Global mobile commerce is now a huge 34% of all e-commerce transactions worldwide and is predicted to grow 31% in 2017. That’s over 200% faster than the growth of the entire e-commerce market.
That’s why we can no longer talk about mobile commerce as being a part of e-commerce. Instead, we must distinguish between online retail and an app commerce industry that is estimated to be worth more than £40 billion – writes Dennis Jones, CEO of Judopay.
Since the release of the iPhone 2.0 in 2008, and with it the dawn of the App Store, the promises of app commerce have spawned hundreds of businesses, attracted billions in venture investment, and provided great fodder for business predictions from many, including me.
We’ve noted that the mobile revolution has the capacity to fundamentally change the way we engage in commerce – that moving decision making closer to consumer impulse will lead to more sales. The way to do this is to take advantage of the super computers in our pockets.

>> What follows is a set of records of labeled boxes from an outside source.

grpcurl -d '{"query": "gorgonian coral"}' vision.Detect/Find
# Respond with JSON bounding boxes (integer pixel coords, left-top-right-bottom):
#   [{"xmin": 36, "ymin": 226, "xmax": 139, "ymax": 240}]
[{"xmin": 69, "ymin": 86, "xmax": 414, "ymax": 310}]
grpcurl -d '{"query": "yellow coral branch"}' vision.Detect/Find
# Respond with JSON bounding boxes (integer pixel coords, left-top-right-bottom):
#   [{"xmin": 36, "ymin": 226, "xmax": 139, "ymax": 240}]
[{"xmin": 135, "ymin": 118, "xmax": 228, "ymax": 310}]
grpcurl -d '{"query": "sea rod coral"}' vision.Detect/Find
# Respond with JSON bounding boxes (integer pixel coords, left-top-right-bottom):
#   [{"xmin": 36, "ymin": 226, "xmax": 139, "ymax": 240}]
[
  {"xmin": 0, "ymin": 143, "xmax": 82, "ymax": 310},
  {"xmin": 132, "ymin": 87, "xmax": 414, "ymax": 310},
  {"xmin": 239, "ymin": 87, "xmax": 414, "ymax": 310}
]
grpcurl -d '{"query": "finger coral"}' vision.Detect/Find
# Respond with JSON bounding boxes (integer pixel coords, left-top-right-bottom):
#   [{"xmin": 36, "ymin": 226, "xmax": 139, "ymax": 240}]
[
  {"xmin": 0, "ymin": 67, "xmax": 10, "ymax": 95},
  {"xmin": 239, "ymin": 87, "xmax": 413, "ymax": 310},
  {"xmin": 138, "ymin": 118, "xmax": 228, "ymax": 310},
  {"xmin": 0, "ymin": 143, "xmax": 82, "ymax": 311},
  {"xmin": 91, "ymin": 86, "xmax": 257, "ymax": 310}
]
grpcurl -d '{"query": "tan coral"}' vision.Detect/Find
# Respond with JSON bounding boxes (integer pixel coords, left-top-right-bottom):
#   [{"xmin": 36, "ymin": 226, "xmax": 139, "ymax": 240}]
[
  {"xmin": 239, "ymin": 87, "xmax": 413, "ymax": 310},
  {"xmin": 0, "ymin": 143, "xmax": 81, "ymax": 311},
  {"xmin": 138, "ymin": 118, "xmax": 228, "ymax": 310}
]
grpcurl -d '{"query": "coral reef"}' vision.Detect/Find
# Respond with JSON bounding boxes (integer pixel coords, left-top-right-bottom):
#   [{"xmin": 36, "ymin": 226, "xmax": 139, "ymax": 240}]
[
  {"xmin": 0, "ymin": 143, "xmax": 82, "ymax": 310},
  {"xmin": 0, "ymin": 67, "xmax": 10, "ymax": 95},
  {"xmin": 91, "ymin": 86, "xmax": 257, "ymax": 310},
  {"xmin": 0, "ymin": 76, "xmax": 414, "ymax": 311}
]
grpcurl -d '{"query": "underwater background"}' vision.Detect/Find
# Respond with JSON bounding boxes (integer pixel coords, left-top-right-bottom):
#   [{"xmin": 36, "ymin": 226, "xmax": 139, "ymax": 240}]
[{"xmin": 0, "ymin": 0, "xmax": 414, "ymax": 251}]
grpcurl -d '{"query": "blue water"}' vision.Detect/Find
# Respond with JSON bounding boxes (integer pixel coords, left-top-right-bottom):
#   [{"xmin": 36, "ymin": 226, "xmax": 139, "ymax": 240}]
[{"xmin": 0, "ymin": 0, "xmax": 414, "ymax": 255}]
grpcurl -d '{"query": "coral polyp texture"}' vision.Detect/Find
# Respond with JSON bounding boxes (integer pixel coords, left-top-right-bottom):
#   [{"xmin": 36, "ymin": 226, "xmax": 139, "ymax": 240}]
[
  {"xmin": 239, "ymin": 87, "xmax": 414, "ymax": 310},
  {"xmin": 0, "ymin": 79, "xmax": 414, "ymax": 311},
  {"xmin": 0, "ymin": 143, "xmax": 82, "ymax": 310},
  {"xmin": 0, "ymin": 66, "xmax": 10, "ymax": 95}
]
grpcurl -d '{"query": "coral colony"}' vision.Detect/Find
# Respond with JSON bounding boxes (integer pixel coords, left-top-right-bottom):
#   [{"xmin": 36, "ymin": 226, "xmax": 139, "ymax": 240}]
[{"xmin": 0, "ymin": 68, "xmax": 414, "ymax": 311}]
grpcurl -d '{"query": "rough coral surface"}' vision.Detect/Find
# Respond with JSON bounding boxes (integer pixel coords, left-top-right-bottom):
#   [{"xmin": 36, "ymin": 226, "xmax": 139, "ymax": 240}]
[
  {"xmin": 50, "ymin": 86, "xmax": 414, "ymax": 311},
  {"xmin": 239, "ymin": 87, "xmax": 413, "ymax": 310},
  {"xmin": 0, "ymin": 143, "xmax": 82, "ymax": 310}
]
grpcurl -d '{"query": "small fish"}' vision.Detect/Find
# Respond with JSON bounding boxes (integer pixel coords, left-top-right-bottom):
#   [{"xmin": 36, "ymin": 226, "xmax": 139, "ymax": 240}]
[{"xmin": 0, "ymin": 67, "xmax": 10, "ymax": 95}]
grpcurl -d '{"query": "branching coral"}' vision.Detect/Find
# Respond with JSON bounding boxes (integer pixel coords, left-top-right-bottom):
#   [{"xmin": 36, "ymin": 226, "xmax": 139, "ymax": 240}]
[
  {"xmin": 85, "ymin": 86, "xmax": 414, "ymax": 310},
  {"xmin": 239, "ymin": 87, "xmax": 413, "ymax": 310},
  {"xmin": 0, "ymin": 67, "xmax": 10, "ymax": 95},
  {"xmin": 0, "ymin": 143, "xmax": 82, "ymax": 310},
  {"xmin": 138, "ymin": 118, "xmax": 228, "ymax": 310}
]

I am, of course, speaking of app commerce – not mobile (or m-) commerce – because it is apps that have the power to truly change not only the path to purchase, but also how businesses interact with their most loyal customers.
In the 12 months to June 2016, more than half of all Americans (55%) with a smartphone and a debit card engaged with app commerce, up from 23% in mid-2015, according to consultancy First Annapolis. Many will have booked an Uber or an overnight stay with Airbnb; others will have changed the way they interact with the high-street brands which have been quick to adapt to this app-happy user base.
Starbucks, for example, now has over 20% of all its transactions going through its apps. In the U.S., Chick-fil-A was the number one app in the App Store for weeks. Dominos has gained a significant competitive edge over arch rival Pizza Hut because of its leadership in app commerce and Dunkin’ Donuts has chased after Starbucks with mobile ordering from the start.
In the year ahead, these and other trailblazers will disrupt more and more verticals. Much like Amazon expanded away from books, Uber has now expanded into Uber Eats. In the UK, incumbents are moving quickly to respond – in the taxi industry alone, large players have developed their own Uber-style apps and are successfully defending their market share These businesses are showcasing what’s to come for many other verticals, from food to ticketing and proving that British businesses can adapt and innovate like the leading American firms.
The businesses that are already experimenting with app commerce and learning from their customers are likely to stay ahead of the curve in 2017. But many have never had a digital business line (like fast food) and do not have the organisational structure or talent to deliver high quality consumer experiences – as a result, they are being too slow or apprehensive to invest in apps. Furthermore, industries across all verticals need to resolve severe shortages of developers and designers that really understand app commerce.
Additionally, many companies are outsourcing the production and management of their apps to third parties, as they did with e-commerce, therefore foregoing huge opportunities to learn. Those that do try to build in-house should budget for the learning cycles, to avoid being too quick to call apps a failure if they don’t get it perfect the first time.
Currently, too many businesses are putting the CTO in charge of apps and CFOs are making payment decisions based on a card present world. The winners in 2017 will be those brands who are hiring and empowering Chief Digital Officers and customer experience executives. The status quo will not work. Radical change in structure and investment in alternative personnel is now essential.
When it comes to payments, businesses that work with specialist providers and mimic the experiences of the trailblazers will also see more success in the year ahead.
If you’re questioning how big app commerce can be, take fast food as a simple example. The name gives a clear indication of what people want: food, fast. Would you prefer to wait in a ten-person line or tap your smartphone a few times before arriving to collect your order? McDonalds has recognized this and now plans to roll out a mobile order-and-pay service in key markets over the coming year.
Fast food in the US alone is a $200billion market. The taxi market is $100billion+ globally. Trains, buses, gas, groceries, convenience stores… the list of target verticals is long, even when limiting to those that are more or less ‘new to digital’.
Businesses and service providers need to take note – app commerce is here and in 2017 it will take-off in a big way.